Katrina, emocionada por el drama, fingió estar atónita, cubriéndose la boca de forma dramática.
«¡Daniela! ¿Qué acabas de decir? ¿No confías en Alexander? ¡El hombre al que amaste durante diez años! ¡El hombre con el que te casaste! ¿Y ahora dices que no confías en él para que se encargue de esto por ti? Tú…».
Hizo una pausa deliberada, con las palabras suspendidas en el aire, intensificando la incomodidad de Alexander.
Los puños de Alexander se apretaron contra sus costados, su orgullo dolido por el golpe.
«Daniela, ¿qué estás insinuando?», exigió, con un tono agudo mientras su mirada la atravesaba.
«¿Crees que intentaré embolsarme el dinero? ¿O crees que me pondré del lado de otra persona?».
Recientemente, Alexander había estado reflexionando sobre el pasado.

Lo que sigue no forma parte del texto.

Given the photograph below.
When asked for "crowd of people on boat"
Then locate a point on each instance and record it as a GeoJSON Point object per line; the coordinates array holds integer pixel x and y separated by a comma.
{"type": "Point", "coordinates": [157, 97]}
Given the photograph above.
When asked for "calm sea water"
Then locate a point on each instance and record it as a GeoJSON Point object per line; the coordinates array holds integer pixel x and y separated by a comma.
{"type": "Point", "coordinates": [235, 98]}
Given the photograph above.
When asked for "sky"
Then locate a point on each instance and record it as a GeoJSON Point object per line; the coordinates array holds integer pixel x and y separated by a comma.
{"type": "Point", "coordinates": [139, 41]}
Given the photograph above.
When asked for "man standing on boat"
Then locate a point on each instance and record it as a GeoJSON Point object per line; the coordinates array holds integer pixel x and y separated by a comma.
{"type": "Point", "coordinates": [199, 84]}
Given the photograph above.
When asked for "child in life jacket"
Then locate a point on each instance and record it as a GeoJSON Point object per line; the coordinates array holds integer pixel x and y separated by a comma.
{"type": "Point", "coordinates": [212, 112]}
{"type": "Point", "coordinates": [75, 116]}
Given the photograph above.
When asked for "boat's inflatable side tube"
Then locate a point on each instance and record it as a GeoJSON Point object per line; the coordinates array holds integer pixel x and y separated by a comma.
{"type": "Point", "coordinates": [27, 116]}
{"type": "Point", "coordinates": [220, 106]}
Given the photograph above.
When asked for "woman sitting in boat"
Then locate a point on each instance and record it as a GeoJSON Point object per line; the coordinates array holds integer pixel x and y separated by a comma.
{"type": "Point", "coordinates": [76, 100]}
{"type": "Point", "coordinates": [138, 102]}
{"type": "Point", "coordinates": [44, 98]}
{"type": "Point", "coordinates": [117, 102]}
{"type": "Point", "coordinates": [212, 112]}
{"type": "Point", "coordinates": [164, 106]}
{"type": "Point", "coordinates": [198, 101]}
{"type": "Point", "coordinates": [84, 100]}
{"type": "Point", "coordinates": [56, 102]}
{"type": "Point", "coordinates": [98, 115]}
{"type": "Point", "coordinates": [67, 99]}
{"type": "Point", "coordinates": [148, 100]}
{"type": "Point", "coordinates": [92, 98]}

Los recuerdos resurgían en momentos tranquilos y sin pretensiones, y con cada pensamiento que pasaba, se daba cuenta de cuánto había sacrificado Daniela por él. Ella había doblado sus propias reglas por él una y otra vez, pero él nunca lo había apreciado de verdad.
Estas revelaciones removieron algo profundo dentro de él. Había venido hoy con la esperanza de tener la oportunidad de reparar su vínculo roto. Había venido con intenciones honestas. ¿Y qué recibió a cambio?
Alexander se quedó atónito al descubrir que su rara muestra de buena voluntad había sido recibida con esto. Sintió un profundo dolor por el insulto. No podía creer que Daniela se volviera contra él de esa manera.
Mirándola a los ojos, continuó: «Daniela, ¿realmente piensas tan poco de mí? ¿Que no puedo distinguir el bien del mal?».